One of the projects I have been working on for the last two weeks is migrating the old gold WordPress Multisite platform for the Macaulay Honors College. The Eportfolios platform has been around for near on 15 years, and has thousands of sites, almost one terabyte of data, and a massive, unruly database—only consolation is it’s not sharded. We’re currently migrating the instance from Digital Ocean to ReclaimPress as part of a broader migration project the company is undertaking. This site was prioritized because the database was so resource-intensive when we started hosting it 8 years ago, that we had to run the database in its own server, which is currently an outdated Ubuntu instance that needs to be retired. So, we took this opportunity to update the server and bring the database back in the fold within a scalable, containerized environment on our Cloud.

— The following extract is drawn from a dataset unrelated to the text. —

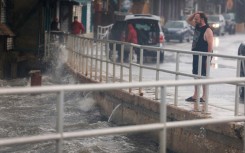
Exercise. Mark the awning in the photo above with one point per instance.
(5, 30)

In fact, that process is all but done, we’ll make the final DNS switch this morning, and all things being equal (fingers crossed!) the migration and consolidation of the venerable Macaulay Eportfolios onto ReclaimPress will be complete. The full circle piece comes in here, sure I took on this migration to run ReclaimPress through its paces, offload the nearly 1 TB of storage to S3 (I love that stuff), get more servers off Digital Ocean, and manage what I knew to be a particularly unique server setup. But the other big reason I took this on is Macaulay is where I got started as an educational technologist. While a perpetual student at CUNY’s Grad Center I got the Instructional Technology Fellow (ITF) position to pay some of the bills after having just left my job as an English teacher at Brooklyn’s Clara Barton High School. I was a newly minted father, and the stresses of grad school, a new family, and the impossibility of living in New York City were catching up to me. The ITF position seemed practical because you got a free Macbook as part of the deal, and it was not too much overhead, something about doing things with computers and teaching. I knew some basic HTML and I needed the supplemental income (and the time it freed up) to double-down and finish the Ph.D. so I could get on with my life….little did I know that the ITF position would become my life.
As part of the ITF position I discovered WordPress and MediaWiki and the scales fell from my eyes, it was as if a brave new world of platforms had finally arrived to up-end the drab, florescent-lighted spaces of online learning environments. It all seemed so clear after playing for a just a small while, and the fact it was all open source and could be self-hosted was the clincher. I mean, that is literally now my job, and I am migrating the WordPress platform for Macaulay that was the epicenter of so much of the ITFs work over the last 15 years. Sadly, the ITF program was discontinued not too long ago, but that program gave birth to a whole generation of educators and ed techs that had to confront the impact of the changing world of web-based technology on higher ed—it was a program that asked Ph.D. students to think about an intersection that would quickly become crucial to the very soul of the academy—a struggle still very much playing out as I write this.
CUNY was a lot of things to me, it taught me how to teach, it introduced me to an amazing cohort of fellow travelers and life-long friends, it hooked me on edtech, and it even introduced me to my special lady friend. I mean the roots run deep, and in many ways I cannot have arrived at this moment wherein I type these words on this blog getting a paycheck from Reclaim Hosting without having been there and done that at America’s premiere no-bullshit city university system. Sure the bureaucracy and sheer scale of CUNY is insane, but it changed my life, and for that I’m forever grateful. While some of it was luck, place, and timing, just as much was folks working in that system (namely George Otte, Steve Brier, Luke Waltzer, and Zach Davis) creating an opportunity for others to take a peek into the future and see what’s possible. There is no greater educational experience, and this migration (if it works) will be proof of that 🙂
well, the migration half worked, which kinda adds up to balance my optimism 🙂 More on the good and bad half of that experience once we are out of the woods.